BACKGROUND AND OBJECTIVES: The Advisory Committee on Immunization Practices has identified health care workers (HCWs) as a priority group to receive influenza vaccine. Although the importance of HCW to the health care system is well understood, the potential role of HCW in transmission during an epidemic has not been clearly established. METHODS: Using a standard SIR (Susceptible-Infected-Recovered) framework similar to previously developed pandemic models, we developed an agent-based model (ABM) of Allegheny County, PA, that incorporates the key health care system features to simulate the spread of an influenza epidemic and its effect on hospital-based HCWs. FINDINGS: Our simulation runs found the secondary attack rate among unprotected HCWs to be approximately 60% higher (54.3%) as that of all adults (34.1%), which would result in substantial absenteeism and additional risk to HCW families. Understanding how a pandemic may affect HCWs, who must be available to treat infected patients as well as patients with other medical conditions, is crucial to policy makers' and hospital administrators' preparedness planning.

A computer simulation of vaccine prioritization, allocation, and rationing during the 2009 H1N1 influenza pandemic.

In the fall 2009, the University of Pittsburgh Models of Infectious Disease Agent Study (MIDAS) team employed an agent-based computer simulation model (ABM) of the greater Washington, DC, metropolitan region to assist the Office of the Assistant Secretary of Public Preparedness and Response, Department of Health and Human Services, to address several key questions regarding vaccine allocation during the 2009 H1N1 influenza pandemic, including comparing a vaccinating children (i.e., highest transmitters)-first policy versus the Advisory Committee on Immunization Practices (ACIP)-recommended vaccinating at-risk individuals-first policy. Our study supported adherence to the ACIP (instead of a children-first policy) prioritization recommendations for the H1N1 influenza vaccine when vaccine is in limited supply and that within the ACIP groups, children should receive highest priority.

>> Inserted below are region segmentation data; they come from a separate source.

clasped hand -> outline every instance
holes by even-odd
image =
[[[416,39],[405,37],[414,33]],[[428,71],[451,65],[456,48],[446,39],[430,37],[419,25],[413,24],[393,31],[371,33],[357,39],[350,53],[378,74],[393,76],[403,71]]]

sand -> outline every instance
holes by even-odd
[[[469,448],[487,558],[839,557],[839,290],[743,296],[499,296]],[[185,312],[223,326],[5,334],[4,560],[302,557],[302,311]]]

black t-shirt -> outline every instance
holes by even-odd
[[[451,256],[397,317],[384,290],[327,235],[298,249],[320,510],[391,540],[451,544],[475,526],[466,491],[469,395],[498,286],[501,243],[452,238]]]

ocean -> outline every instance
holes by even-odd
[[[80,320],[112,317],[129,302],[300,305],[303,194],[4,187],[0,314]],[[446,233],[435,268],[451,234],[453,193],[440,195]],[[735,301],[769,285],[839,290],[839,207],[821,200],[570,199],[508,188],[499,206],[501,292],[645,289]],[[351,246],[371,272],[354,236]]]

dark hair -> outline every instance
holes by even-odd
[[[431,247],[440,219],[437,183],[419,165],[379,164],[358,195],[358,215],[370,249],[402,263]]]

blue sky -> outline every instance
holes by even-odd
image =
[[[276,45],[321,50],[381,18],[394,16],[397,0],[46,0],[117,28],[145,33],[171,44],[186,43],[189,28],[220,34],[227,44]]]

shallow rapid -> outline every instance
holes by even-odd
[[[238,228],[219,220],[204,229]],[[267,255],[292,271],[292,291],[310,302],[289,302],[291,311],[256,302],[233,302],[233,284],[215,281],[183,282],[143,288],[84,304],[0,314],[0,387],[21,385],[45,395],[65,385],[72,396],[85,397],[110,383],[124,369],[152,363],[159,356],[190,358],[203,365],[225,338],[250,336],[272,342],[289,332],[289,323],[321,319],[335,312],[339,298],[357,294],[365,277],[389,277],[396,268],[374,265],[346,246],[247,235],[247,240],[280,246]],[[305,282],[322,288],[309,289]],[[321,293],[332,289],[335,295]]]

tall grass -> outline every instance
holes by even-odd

Vaccination deep into a pandemic wave potential mechanisms for a "third wave" and the impact of vaccination.

BACKGROUND: In December 2009, when the H1N1 influenza pandemic appeared to be subsiding, public health officials and unvaccinated individuals faced the question of whether continued H1N1 immunization was still worthwhile. PURPOSE: To delineate what combinations of possible mechanisms could generate a third pandemic wave and then explore whether vaccinating the population at different rates and times would mitigate the wave. METHODS: As part of ongoing work with the Office of the Assistant Secretary for Preparedness and Response at the USDHHS during the H1N1 influenza pandemic, the University of Pittsburgh Models of Infectious Disease Agent Study team employed an agent-based computer simulation model of the Washington DC metropolitan region to delineate what mechanisms could generate a "third pandemic wave" and explored whether vaccinating the population at different rates and times would mitigate the wave. This model included explicit representations of the region's individuals, school systems, workplaces/commutes, households, and communities. RESULTS: Three mechanisms were identified that could cause a third pandemic wave; substantially increased viral transmissibility from seasonal forcing (changing influenza transmission with changing environmental conditions, i.e., seasons) and progressive viral adaptation; an immune escape variant; and changes in social mixing from holiday school closures. Implementing vaccination for these mechanisms, even during the down-slope of the fall epidemic wave, significantly mitigated the third wave. Scenarios showed the gains from initiating vaccination earlier, increasing the speed of vaccination, and prioritizing population subgroups based on Advisory Committee on Immunization Practices recommendations. CONCLUSIONS: Additional waves in an epidemic can be mitigated by vaccination even when an epidemic appears to be waning.